In flessione, a 1.624 milioni mq, anche la produzione nel continente americano: il Nord America ha confermato gli stessi livelli del 2021 (378 milioni mq; +0,3%), mentre il Centro-Sud America è sceso a 1.246 milioni mq segnando un -8,4%.

In controtendenza rispetto agli altri continenti si segnala l’Africa, dove la produzione è salita nel 2022 a 1.037 milioni mq (+13%), grazie agli incrementi registrati in Egitto, Algeria, Ghana, Kenya e Zambia.

Il commercio internazionale si ferma a 2,77 miliardi mq

Nel 2022 le esportazioni mondiali hanno segnato una flessione dell’8,1% perdendo tutto l’incremento dell’anno precedente e riportandosi a 2.770 milioni mq, come nel 2020. Anche in questo caso, la contrazione ha riguardato tutte le aree geografiche, con l’unica eccezione del Nord America, in rialzo del 5,8% a 48 milioni mq. L’Asia ha perso il 4,3% scendendo da 1.414 a 1.353 milioni mq, pari al 48,8% dell’export mondiale.
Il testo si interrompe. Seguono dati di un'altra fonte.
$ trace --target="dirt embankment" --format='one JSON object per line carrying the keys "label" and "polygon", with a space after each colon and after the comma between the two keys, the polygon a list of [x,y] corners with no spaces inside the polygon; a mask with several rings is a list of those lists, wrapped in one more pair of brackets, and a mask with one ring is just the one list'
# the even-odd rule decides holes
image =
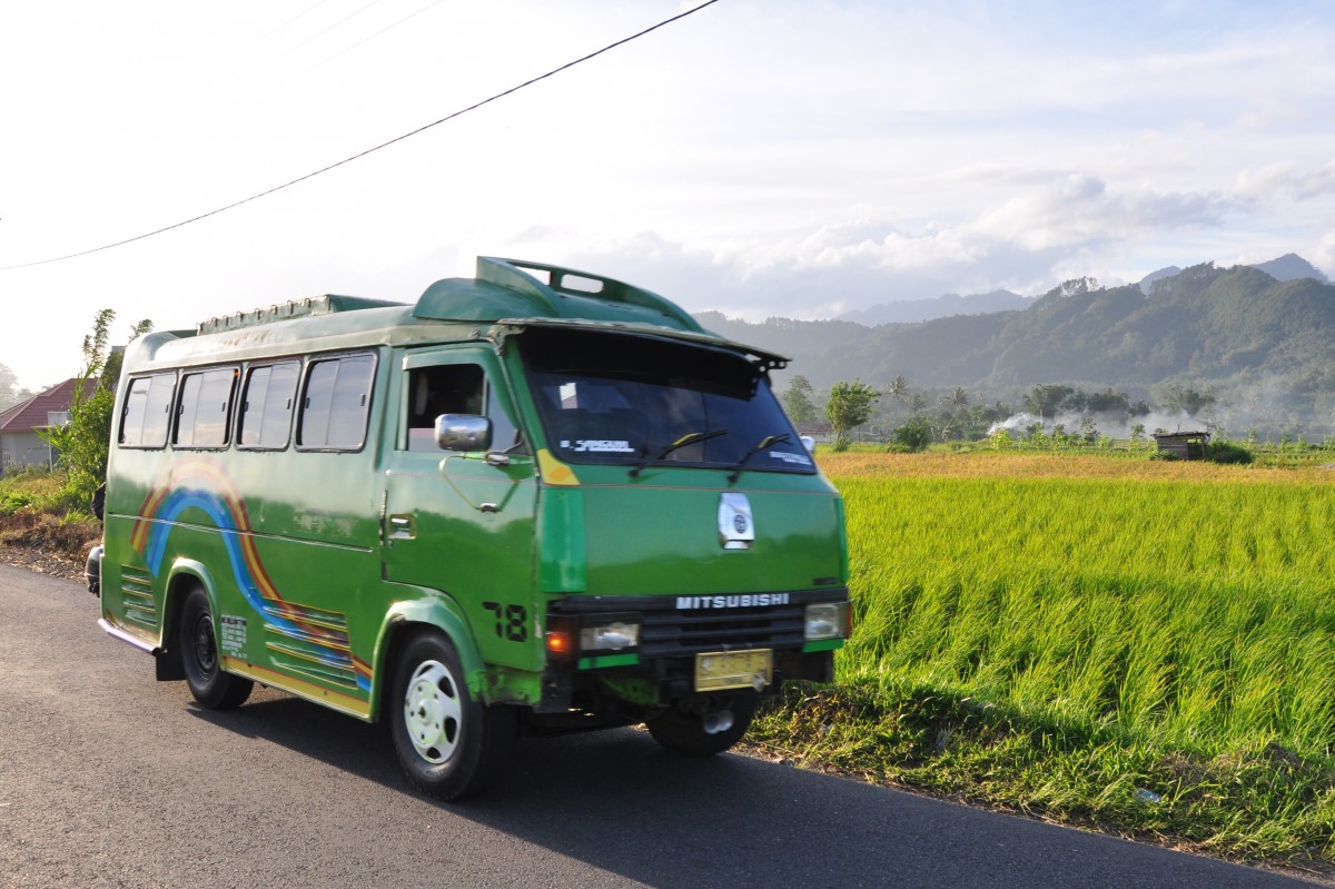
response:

L’export dell’Unione Europea è sceso da 1.051 a 965 milioni mq (-8,2%), pari al 35% dell’export globale. Marcata anche la contrazione delle esportazioni dei Paesi dell’Europa extra-UE (da 235 a 174 milioni mq; -26%). In calo del 10,2% anche l’export del Centro-Sud America (164 milioni mq) e del 22,7% quello dell’Africa (66 milioni mq).

L’Unione Europea si conferma l’aera più votata ai mercati internazionali, con una quota export che nel 2022 si è confermata al 76,2% della propria produzione. Fortemente distanziate tutte le altre aree.

I maggiori paesi esportatori in volume sono stati, nell’ordine, Cina, Spagna, India e Italia, che mantiene invece il suo primato in valore, con un prezzo medio di 16,8 €/mq.

I dati del primo semestre 2023 mostrano uno scenario di contrazione a doppia cifra per tutti i maggiori esportatori, tranne l’India che ha segnato un +31% in volume e +24,8% in valore.